ALİ DEDE VE EŞKİYALAR

İyilik her zaman iyilik,kötülük de devamlı kötülük getirir çocuklar. Hani atalarımız der ya!”İyilik yap denize at,balık bilmezse Hâlık bilir.” Yani Allah o iyiliği bilir ve boşa çıkarmaz.

İyilik yapmalı,iyilik bulmalı,kim kazanmış kötülükten… Bakın size başımdan geçen ibretli bir olayı anlatayım:

Bu olayın olduğu devir,araba gibi vasıtaların olmadığı altmış-yetmiş sene önceki dönem. Atlarla,katırlarla gidilip gelindiği zamanlar…

Bakkaliye işleriyle uğraşırdım O zamanlar şimdiki gibi elektrik olmadığından gaz lambalarıyla aydınlatılırdı. Bundan dolayı gaz çok kıymetli,ekmek kadar önemliydi.

Ben de Gazi Anteb’e gidip gaz almak için Adıyaman’dan yola çıktım. Nihayet uzun yolculuktan ve yorgunluktan sonra vardım.
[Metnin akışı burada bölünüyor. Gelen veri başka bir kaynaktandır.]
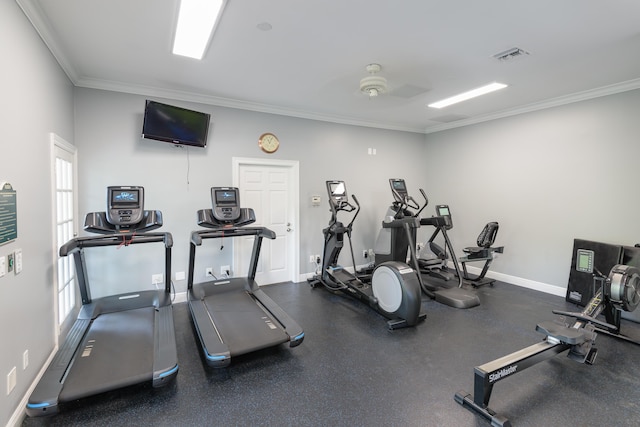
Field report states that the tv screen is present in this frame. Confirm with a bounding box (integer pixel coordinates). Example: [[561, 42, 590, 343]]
[[142, 100, 210, 147]]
Her zamanki uğradığım hana geldim. Yanımda da epeyce yüklü bir para vardı. Ertesi günü onlarla gaz alıp,hayvanlara yükleyerek gidecektim.

Yaz mevsimi olup,havalar sıcak olduğundan otelin terasında,serin ve açık havada yatmaya koyuldum. Zaten hanların bir tarafı hayvanlar için,bir tarafı da insanların kalması için ayrılmıştı. Şimdiki gibi elbet değildi.
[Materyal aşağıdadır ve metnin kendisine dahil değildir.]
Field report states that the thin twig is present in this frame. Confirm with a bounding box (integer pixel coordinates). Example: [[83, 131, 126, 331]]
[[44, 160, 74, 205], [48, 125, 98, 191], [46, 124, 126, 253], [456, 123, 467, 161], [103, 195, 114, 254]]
Paralarımı da emniyetli olsun diye başımın altına koydum. Bir iki saat kadar sonra yatağımda,yastığımın altlarına doğru bir şeylerin kıpırdanıp arandığını elin gezinmekte olduğunu hissettim. Hafifçe gözümü açtığımda bir elin yavaşça üzerimi aradığını gördüm. Ani bir hareketle adamın elini kıskıvrak yakaladım. Adam kaçamamıştı. Genç,babayiğit ve delikanlı birisi idi.

Kendisine niçin bu işi yaptığını,oysa vücudu yerinde olup,bileğinin emeğiyle kazanabileceğini kendisine anlattım.

Ancak kendisinin işsiz güçsüz biri olduğunu,ciddi ve acil ihtiyacının olduğundan böyle çirkin bir iş yaptığını ve yanlışlığını söyleyip,samimiyetlik gösterince;kendisini karakola götürmeyeceğimi,ancak bir daha da böyle bir şeye kalkışmayacağına dair söz aldım. Bir miktarda para vererek gönderdim. o gece böyle geçmişti.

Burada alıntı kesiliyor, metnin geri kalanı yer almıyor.